About the Role
We are hiring a DevOps Engineer to design, build, and maintain the infrastructure that powers our products. You will partner closely with engineering teams to deliver reliable, secure, and scalable systems. The role covers cloud infrastructure, automation, observability, and security across the full delivery pipeline.
Responsibilities
Design and manage cloud infrastructure on AWS across multiple environments.
Deploy, scale, and operate containerized workloads using Kubernetes and Helm.
Provision and maintain infrastructure as code with Terraform.
Build and improve CI/CD pipelines using GitHub Actions for fast, safe releases.
Containerize applications with Docker and maintain image build standards.
Set up monitoring, alerting, and dashboards using Grafana and Prometheus.
Implement error tracking and incident response workflows to reduce downtime.
Apply SecOps practices across infrastructure, pipelines, and runtime environments.
Troubleshoot production issues and lead root cause analysis.
Document architecture, runbooks, and operational procedures.
Required Skills
Strong hands on experience with Kubernetes and Helm in production.
Proven expertise in Terraform for infrastructure as code.
Solid working knowledge of AWS core services (EC2, VPC, IAM, S3, RDS, EKS).
Experience designing CI/CD pipelines with GitHub Actions.
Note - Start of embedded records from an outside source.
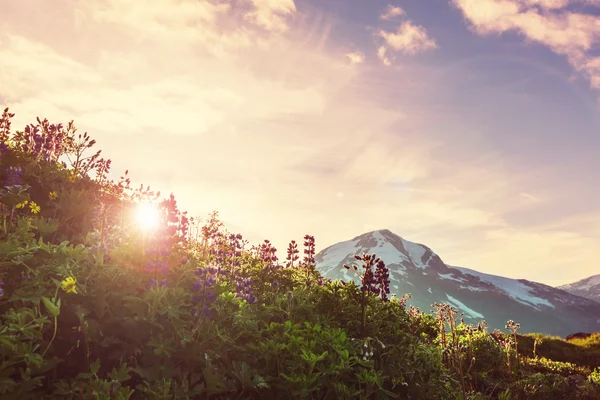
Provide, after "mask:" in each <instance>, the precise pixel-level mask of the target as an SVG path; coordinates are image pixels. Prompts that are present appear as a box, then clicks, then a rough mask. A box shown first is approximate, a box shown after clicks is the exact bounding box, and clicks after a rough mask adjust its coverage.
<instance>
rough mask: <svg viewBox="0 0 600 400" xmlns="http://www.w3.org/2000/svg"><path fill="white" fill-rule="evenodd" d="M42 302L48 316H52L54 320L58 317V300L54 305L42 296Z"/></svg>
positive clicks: (51, 301)
mask: <svg viewBox="0 0 600 400" xmlns="http://www.w3.org/2000/svg"><path fill="white" fill-rule="evenodd" d="M42 301H43V302H44V306H46V309H47V310H48V312H49V313H50V315H52V316H53V317H54V318H58V316H59V315H60V299H58V302H57V303H56V304H54V303H53V302H52V300H50V299H49V298H47V297H45V296H42Z"/></svg>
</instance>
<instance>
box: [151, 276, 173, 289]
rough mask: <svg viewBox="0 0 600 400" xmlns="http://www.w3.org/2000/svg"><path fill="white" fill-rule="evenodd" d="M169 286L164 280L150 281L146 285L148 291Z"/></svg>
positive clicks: (153, 278)
mask: <svg viewBox="0 0 600 400" xmlns="http://www.w3.org/2000/svg"><path fill="white" fill-rule="evenodd" d="M167 286H169V285H168V283H167V280H166V279H161V280H160V281H159V280H157V279H154V278H153V279H151V280H150V283H149V284H148V289H152V288H153V287H167Z"/></svg>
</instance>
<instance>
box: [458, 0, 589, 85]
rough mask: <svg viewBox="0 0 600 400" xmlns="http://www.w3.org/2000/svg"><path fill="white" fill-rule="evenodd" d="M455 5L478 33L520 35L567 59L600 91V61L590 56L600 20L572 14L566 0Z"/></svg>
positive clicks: (577, 70)
mask: <svg viewBox="0 0 600 400" xmlns="http://www.w3.org/2000/svg"><path fill="white" fill-rule="evenodd" d="M579 3H586V4H595V5H597V4H598V2H597V1H593V2H590V1H583V2H581V1H580V2H579ZM452 4H454V6H455V7H457V8H458V9H459V10H461V12H462V13H463V15H464V16H465V18H466V20H467V21H468V22H469V24H470V25H471V27H472V29H473V30H474V31H475V32H477V33H479V34H482V35H485V34H490V33H503V32H508V31H515V32H517V33H520V34H521V35H523V36H524V37H525V38H526V39H528V40H530V41H532V42H536V43H540V44H542V45H545V46H547V47H549V48H550V49H551V50H552V51H554V52H555V53H557V54H559V55H564V56H566V57H567V59H568V61H569V63H570V64H571V65H572V66H573V67H574V68H575V69H576V70H577V71H579V72H581V73H583V74H584V75H585V76H586V77H587V78H588V79H589V81H590V85H591V86H592V87H593V88H600V59H599V58H598V57H594V56H593V55H592V54H590V53H591V50H592V49H593V48H594V46H596V45H597V44H598V43H599V40H600V17H598V16H596V15H592V14H582V13H578V12H575V11H571V10H570V9H568V8H567V6H568V5H569V4H570V3H569V2H568V1H566V0H526V1H517V0H500V1H495V0H477V1H474V0H452Z"/></svg>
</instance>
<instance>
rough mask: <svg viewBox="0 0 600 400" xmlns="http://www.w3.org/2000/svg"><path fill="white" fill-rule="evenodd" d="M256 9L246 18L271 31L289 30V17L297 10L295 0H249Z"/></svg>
mask: <svg viewBox="0 0 600 400" xmlns="http://www.w3.org/2000/svg"><path fill="white" fill-rule="evenodd" d="M247 1H248V2H250V3H251V4H252V5H253V6H254V10H253V11H250V12H248V13H246V14H245V18H246V19H248V20H251V21H253V22H254V23H256V24H257V25H259V26H261V27H263V28H264V29H266V30H269V31H280V32H283V31H287V30H288V25H287V18H288V17H289V16H291V15H293V14H294V13H295V12H296V5H295V4H294V0H247Z"/></svg>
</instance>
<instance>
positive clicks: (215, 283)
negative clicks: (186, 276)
mask: <svg viewBox="0 0 600 400" xmlns="http://www.w3.org/2000/svg"><path fill="white" fill-rule="evenodd" d="M222 273H223V272H222V271H221V268H220V267H215V266H213V265H210V266H208V267H206V268H203V267H199V268H198V270H197V271H196V275H198V276H199V277H200V278H201V279H196V282H194V285H193V289H194V291H195V292H196V293H197V295H195V296H193V298H192V301H193V302H194V303H195V304H198V305H200V307H201V309H202V313H203V314H204V316H205V317H207V318H210V316H211V312H210V308H209V306H210V304H211V303H213V302H214V301H215V300H216V298H217V296H216V293H215V292H214V290H213V286H214V285H216V283H217V275H219V274H222Z"/></svg>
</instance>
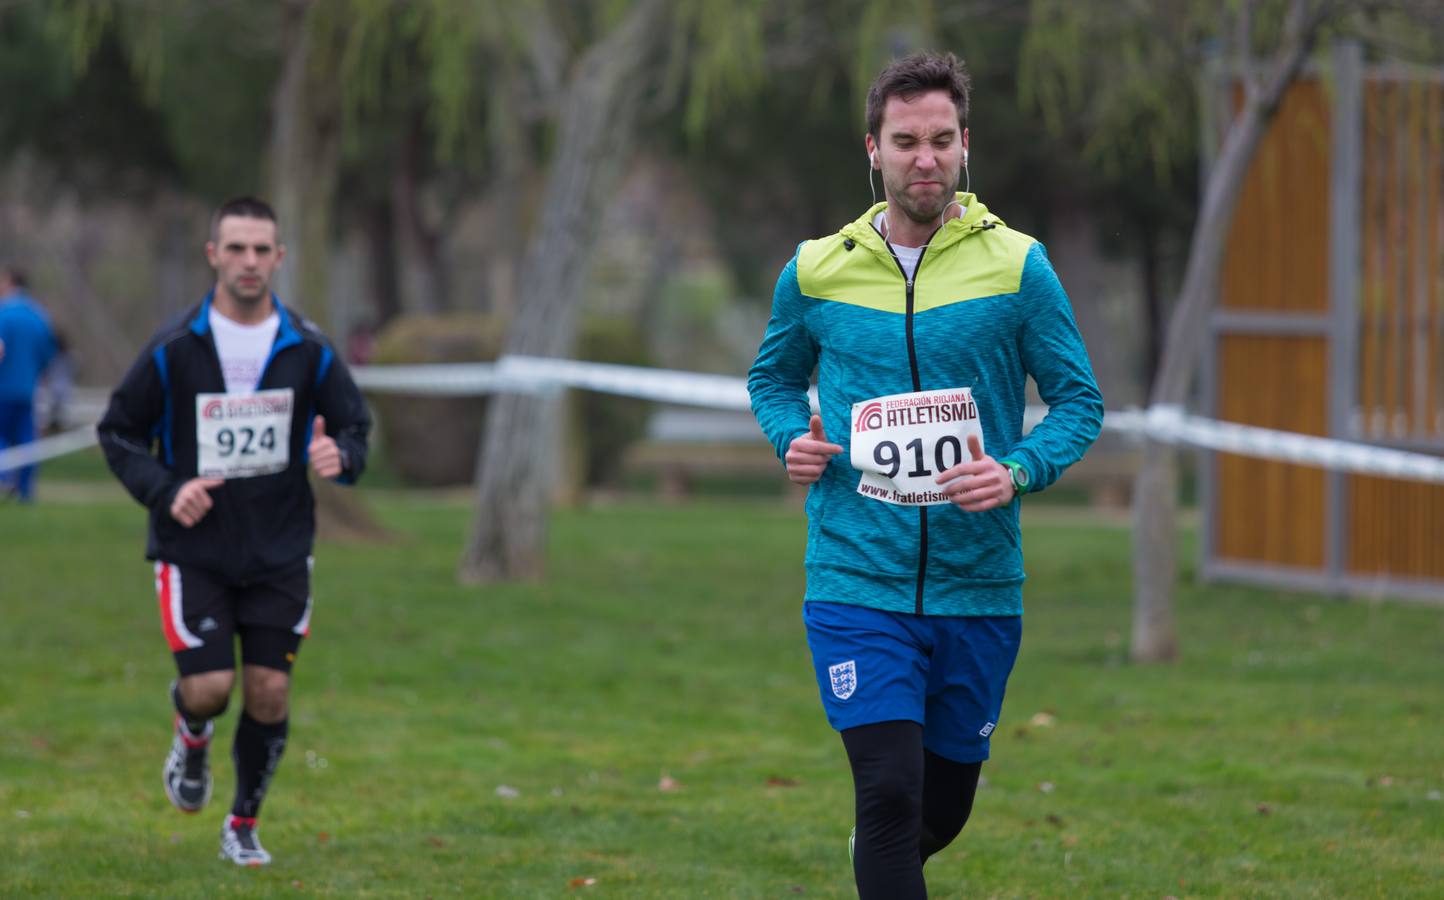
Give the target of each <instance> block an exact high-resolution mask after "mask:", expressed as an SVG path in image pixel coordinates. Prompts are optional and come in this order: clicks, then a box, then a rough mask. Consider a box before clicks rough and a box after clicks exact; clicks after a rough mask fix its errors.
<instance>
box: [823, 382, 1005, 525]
mask: <svg viewBox="0 0 1444 900" xmlns="http://www.w3.org/2000/svg"><path fill="white" fill-rule="evenodd" d="M969 436H976V438H978V443H979V445H982V441H983V430H982V423H980V422H979V420H978V403H975V402H973V391H972V389H967V387H949V389H943V390H924V391H918V393H910V394H890V396H887V397H875V399H872V400H864V402H861V403H853V404H852V454H851V462H852V468H855V470H859V471H861V472H862V480H861V481H859V483H858V493H859V494H862V496H864V497H872V498H874V500H881V501H882V503H895V504H898V506H937V504H943V503H947V496H946V494H943V485H941V484H937V481H936V478H937V475H939V474H941V472H943V471H946V470H950V468H953V467H954V465H957V464H959V462H962V461H965V459H967V458H969V454H967V438H969Z"/></svg>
Working knowledge of SecOps principles, including secrets management, IAM hardening, and vulnerability scanning.
Experience with Grafana and Prometheus for metrics, alerting, and dashboards.
Strong command of Docker and container best practices.
Familiarity with error tracking tools and modern observability practices.
Nice to Have
Experience with GitOps tools such as ArgoCD or Flux.
Background in service mesh, ingress controllers, or API gateways.
Exposure to cost optimization and FinOps on AWS.
Scripting skills in Bash, Python, or Go.
What We Look For
Strong ownership and a bias for automation.
Clear communication and solid documentation habits.
Calm, structured approach to production incidents.
Curiosity to learn new tools and improve existing systems.
Team first mindset with willingness to mentor and share knowledge.